Uludağ Üniversitesi’nde okuyan bir anketör de bu sorunun muhatabı değildi.
Aslında her şey son derece açıktı.
Anketle bir yönlendirme yapılmıştı.
Anket sonucu ile bir toplumsal algı yaratılacak ve CHP’lilere şöyle denilecekti.
“Bu adayın adı anketlerde bile yok!”
Bu algının peşinde koşan, seçilebilme ihtimalini bunun üzerine kurgulayan siyasetçinin işi gerçekten zor.
***
İstatistikçiler anketlerin yönlendirme etkisi olduğunu doğrular.
Anketler “güçlüden yana olma” özelliği ile insanı, olumlamaya ortak eder.
Ancak tüm bu yaklaşımlardan çok daha önemli olan bir gerçek vardır.
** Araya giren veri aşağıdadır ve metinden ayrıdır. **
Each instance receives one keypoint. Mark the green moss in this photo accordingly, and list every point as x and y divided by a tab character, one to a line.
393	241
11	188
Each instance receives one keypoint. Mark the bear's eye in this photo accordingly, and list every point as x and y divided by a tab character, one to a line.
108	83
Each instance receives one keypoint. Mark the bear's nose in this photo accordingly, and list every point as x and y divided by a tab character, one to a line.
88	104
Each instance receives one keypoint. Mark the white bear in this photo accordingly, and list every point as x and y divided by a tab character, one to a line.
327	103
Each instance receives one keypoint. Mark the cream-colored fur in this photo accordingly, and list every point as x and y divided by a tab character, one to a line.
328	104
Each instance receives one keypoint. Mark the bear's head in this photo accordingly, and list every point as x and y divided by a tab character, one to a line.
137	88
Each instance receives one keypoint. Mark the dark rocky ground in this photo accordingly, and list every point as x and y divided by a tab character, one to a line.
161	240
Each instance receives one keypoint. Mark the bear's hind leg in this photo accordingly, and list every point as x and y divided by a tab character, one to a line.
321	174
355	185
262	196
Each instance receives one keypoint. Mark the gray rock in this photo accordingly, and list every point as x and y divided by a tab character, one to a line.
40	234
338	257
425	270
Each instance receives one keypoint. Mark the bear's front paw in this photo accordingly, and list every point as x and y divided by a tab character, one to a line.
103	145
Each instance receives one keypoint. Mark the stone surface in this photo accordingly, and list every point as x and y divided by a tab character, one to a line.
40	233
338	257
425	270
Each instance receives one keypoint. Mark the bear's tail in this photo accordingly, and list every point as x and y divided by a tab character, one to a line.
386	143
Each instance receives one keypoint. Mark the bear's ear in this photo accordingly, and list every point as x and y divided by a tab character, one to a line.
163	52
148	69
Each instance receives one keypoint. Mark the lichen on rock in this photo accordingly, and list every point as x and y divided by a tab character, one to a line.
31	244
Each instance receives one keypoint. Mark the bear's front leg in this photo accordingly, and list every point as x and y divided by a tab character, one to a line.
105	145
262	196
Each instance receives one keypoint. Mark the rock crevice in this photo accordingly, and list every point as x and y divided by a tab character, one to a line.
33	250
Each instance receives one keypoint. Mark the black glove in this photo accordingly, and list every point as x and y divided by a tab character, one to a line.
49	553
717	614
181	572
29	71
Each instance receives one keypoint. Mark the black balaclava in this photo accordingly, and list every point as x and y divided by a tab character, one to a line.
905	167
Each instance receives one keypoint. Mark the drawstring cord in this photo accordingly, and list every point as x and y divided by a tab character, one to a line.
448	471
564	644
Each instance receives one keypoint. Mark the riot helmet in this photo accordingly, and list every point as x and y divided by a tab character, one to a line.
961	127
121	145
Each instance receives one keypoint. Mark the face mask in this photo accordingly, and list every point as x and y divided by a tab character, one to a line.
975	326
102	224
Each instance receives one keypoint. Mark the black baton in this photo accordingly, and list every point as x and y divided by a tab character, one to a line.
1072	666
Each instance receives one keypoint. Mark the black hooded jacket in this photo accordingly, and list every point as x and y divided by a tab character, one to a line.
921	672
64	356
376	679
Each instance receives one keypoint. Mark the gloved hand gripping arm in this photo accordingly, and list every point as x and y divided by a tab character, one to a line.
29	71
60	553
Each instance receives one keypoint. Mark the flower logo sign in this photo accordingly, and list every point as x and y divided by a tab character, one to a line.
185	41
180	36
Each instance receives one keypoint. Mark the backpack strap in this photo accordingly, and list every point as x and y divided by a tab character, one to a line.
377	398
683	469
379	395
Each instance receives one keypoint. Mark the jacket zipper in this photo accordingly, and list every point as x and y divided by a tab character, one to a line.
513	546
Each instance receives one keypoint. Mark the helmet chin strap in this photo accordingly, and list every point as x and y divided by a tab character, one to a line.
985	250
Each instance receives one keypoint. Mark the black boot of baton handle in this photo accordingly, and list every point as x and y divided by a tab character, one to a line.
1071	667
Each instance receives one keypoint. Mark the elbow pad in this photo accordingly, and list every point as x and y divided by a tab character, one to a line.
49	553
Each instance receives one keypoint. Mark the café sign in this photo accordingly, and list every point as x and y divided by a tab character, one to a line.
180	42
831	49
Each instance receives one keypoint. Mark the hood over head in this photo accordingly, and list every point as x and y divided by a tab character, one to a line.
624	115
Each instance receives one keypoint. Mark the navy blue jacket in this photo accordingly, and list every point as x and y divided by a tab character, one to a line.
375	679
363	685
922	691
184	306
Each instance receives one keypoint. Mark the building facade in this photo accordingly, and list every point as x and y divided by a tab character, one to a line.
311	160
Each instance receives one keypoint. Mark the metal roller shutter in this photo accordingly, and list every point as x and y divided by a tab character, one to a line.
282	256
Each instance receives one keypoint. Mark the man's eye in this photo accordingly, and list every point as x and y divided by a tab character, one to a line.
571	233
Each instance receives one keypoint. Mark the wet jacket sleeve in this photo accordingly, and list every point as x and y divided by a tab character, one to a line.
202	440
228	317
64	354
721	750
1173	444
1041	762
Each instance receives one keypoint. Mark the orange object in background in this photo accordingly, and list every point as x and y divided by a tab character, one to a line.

Anketlerin geri dönüşleri ve geride bıraktıklarıdır.
Bu günlerde yapılan anketler halkın yönetime daha fazla katılımı vurgusuyla, demokrasi yalanı yapılıyor.
Sıklıkla yapılan anketlerin neredeyse tamamı birer siyasi ürün.
Bu siyasi ürünün ve pazarlamanın hedef kitlesi de halk.
Sıklıkla yapılan ve kafa karıştıran bu anketlerle birilerinin hedef kitle üzerindeki etkisinin arttırılması planlanıyor.
2014 yerel seçimleri öncesinde bir daha seçilmek isteyen statik siyasetçiler bu süreçte “uyumlu eğilimleri olan seçmen yaratmak” istiyorlar. Bu amaca ulaşarak kentin ve siyasetin belirleyeni olmaya devam etmek istiyorlar. Örgüt, taban, siyasi ideoloji onların umurunda bile değil.
***
“Belediye başkan adaylarını tüm üyelerin katılımı ile, temayül yoklaması ile yapacağını açıklayan CHP’de yöntem ve uygulamaları nedeniyle örgütten uzaklaşan, yerel düka’lıklar kuran siyasetçiler bir daha seçilebilmek adına her yönteme başvuracaklar” uyarısını daha önceden yapmıştık.
Bu tür statik siyasetçilerin toplumsal etiketli siyasi ürünler pazarlayacağını biliyorduk, buna da hazırdık.
Kimse meraklanmasın.
Zamanın bunları deşifre etme zamanı olduğunu da biliyoruz.